# Pompano fishing tomorrow ?



## GROUPERKING (Sep 28, 2011)

Anybody else going tomorrow ?


----------



## jim t (Sep 30, 2007)

GROUPERKING said:


> Anybody else going tomorrow ?


If the wind is okay I might explore P'cola Beach on my boat.

But it seems I catch fish mostly in clear but turbulent water. A stiff North wind usually means clear but still water along the beach.
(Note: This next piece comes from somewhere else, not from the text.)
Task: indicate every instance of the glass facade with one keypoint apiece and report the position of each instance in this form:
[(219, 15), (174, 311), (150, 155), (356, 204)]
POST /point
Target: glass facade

I have better luck with some wave action.

Jim


----------



## JD7.62 (Feb 13, 2008)

Ditto above. My ideal pomp conditions are building surf that hasnt quite muddied yet.


----------



## sniperpeeps (Mar 5, 2011)

JD7.62 said:


> Ditto above. My ideal pomp conditions are building surf that hasnt quite muddied yet.


:thumbup:!!


----------



## Austin (Sep 30, 2007)

I would go. Tomorrow Through next tuesday or so should be the best conditions we've seen in a week or so, and improving each day. You never know until you go, and it's a hell of a lot better than sitting around the house and regretting not making the trip!! I may be interested in going, but I won't be making that call until tomorrow.


----------



## GROUPERKING (Sep 28, 2011)

It"s not my ideal situation either , but it"s my last day off for a week ! So , I "m fishing. Probably not doing much catching ,but fishing.


----------